Nicht ihre „arabischen Brüder“ stützen und beschützen die Hamas, sondern die Autokraten in Teheran, Moskau und Ankara.
Der türkische Präsident Recep Tayyip Erdogan
Foto: IMAGO/dts Nachrichtenagentur (www.imago-images.de) | Nicht überraschend ist die Parteiname des türkischen Präsidenten Erdoğan, der die Hamas zur „Befreiungsorganisation“ erklärte und am morgigen Samstag eine große Palästina-Kundgebung in Istanbul anführen will.

Den Schulterschluss der arabischen Nachbarstaaten, den die Hamas am Tag ihrer Terrorattacke vor 20 Tagen vehement einforderte, hat es bisher nicht gegeben – und wird es mutmaßlich auch nicht geben. Zu sehr sind die fragilen Systeme Ägyptens, Jordaniens, des Libanon aber auch anderer arabischer Staaten darauf bedacht, die salafistischen Bewegungen im eigenen Land niederzuhalten. Andere jedoch haben sich klar auf der Seite der Hamas positioniert, vor allem drei nicht-arabische Autokratien: das Mullah-Regime im Iran, Erdoğans Türkei und Putins Russland.

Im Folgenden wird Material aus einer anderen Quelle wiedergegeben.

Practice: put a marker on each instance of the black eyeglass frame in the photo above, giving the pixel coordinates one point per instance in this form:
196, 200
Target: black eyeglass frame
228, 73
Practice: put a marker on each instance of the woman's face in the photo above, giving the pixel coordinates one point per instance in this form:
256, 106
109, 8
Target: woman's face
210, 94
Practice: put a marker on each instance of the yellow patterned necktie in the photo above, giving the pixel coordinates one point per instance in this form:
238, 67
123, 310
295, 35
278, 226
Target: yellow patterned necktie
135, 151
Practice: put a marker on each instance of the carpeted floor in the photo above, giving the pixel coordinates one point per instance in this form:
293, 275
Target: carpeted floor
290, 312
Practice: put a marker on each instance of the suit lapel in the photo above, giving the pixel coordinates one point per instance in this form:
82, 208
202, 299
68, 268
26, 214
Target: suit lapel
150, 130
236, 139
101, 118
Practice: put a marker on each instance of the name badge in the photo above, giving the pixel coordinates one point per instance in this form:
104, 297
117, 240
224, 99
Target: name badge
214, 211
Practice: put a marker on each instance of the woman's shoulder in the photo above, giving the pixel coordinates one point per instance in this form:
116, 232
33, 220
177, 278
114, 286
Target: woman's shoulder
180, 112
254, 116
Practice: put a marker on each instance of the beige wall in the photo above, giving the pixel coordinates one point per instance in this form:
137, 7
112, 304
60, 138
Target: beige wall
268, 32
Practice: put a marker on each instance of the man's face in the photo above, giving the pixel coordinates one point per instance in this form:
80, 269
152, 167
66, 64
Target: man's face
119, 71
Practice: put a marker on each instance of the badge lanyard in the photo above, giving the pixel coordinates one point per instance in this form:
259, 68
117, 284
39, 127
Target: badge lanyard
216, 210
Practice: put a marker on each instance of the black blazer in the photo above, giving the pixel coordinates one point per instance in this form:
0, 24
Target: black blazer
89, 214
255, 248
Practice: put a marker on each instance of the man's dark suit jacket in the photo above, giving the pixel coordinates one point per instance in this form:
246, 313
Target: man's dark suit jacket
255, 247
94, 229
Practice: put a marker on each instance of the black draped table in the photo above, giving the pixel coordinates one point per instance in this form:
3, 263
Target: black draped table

Die russisch-iranische Allianz wird immer enger

Teheran musste nicht nur über den ethnischen Graben des persisch-arabischen Gegensatzes springen, sondern sogar über den noch breiteren konfessionellen Graben der traditionellen schiitisch-sunnitischen Feindschaft. Dennoch unterstützte der Iran die sunnitischen Hamas-Terroristen, um Israel zu attackieren und eine israelisch-saudische Annäherung zu hintertreiben. Die Feindschaft zu Israel verbindet auch die vom Iran dirigierte schiitische Hisbollah-Miliz und die Hamas.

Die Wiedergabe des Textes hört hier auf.